In his recent poem, “Introspective Voyager,” James Longenbach depicts an aging poetry scholar, the speaker’s mentor:

He smoked in a way that seemed old-fashioned, from the fifties.
He remembered that, as a boy, he stood beside a closed door listening
To his teachers, Richard Blackmur and John Berryman.
He couldn’t tell a poet from a critic;
They talked about the same things in the same way.

This layered portrait contrasts two generations’ experiences. Blackmur “needed people the way he needed cigarettes,” Eileen Simpson recalls in her memoir of that era, when she was married to John Berryman, “He needed conversation.” Acknowledging this mutual need, Berryman’s “Olympus” quotes Blackmur’s prose, adding line breaks. Even on the page poet and scholar sound alike. Employing the same technique, Longenbach’s poem later quotes the teacher’s monograph, but to different effect: as a rueful monologue, not a conversation. The recent past feels distantly remote. Even to recount it is to appear out of touch with contemporary realities: vaguely mythic and ghostly.

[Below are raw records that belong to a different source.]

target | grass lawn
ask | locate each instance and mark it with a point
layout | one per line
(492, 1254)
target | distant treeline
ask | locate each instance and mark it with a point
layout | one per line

The American poetry scene has not gone back to the days of the midcentury generation—nor should it. It also largely avoids the least attractive development that claimed the intervening years, when the ancient quarrel between philosophy and poetry returned as farce. More recently, the relation of poetry and criticism changed. Instead of warring with or, worse, ignoring each other, American poets and critics show a renewed interest in each others’ work. Each informs the other. Many scholars actively participate in poetic communities, supporting and influencing their activities, and a majority of major poetry scholars publish their own poetry. Even amidst contentious debates, today’s poets and critics distrust narrow commitments.

When we approached contributors for this symposium, we sought assessments of the field and its most promising possibilities. As these essays confirm, discussion means neither consensus nor uniformity. They reveal sharp divisions about major issues regarding aesthetics, culture, and literary history. Yet poets and critics today typically view literature and creativity more in syncretic than ideological terms. Jennifer Moxley, for instance, describes her education in exactly this fashion, celebrating its apparent contradictions. “Had I been of a less syncretic bent such a mix might have caused me to suffer from ideological consternation, but the paradox,” she concludes, “disturbed me not in the least.” This openness defines this generation’s thinking, its general impulse when as, in this issue, poets and critics discuss their shared art.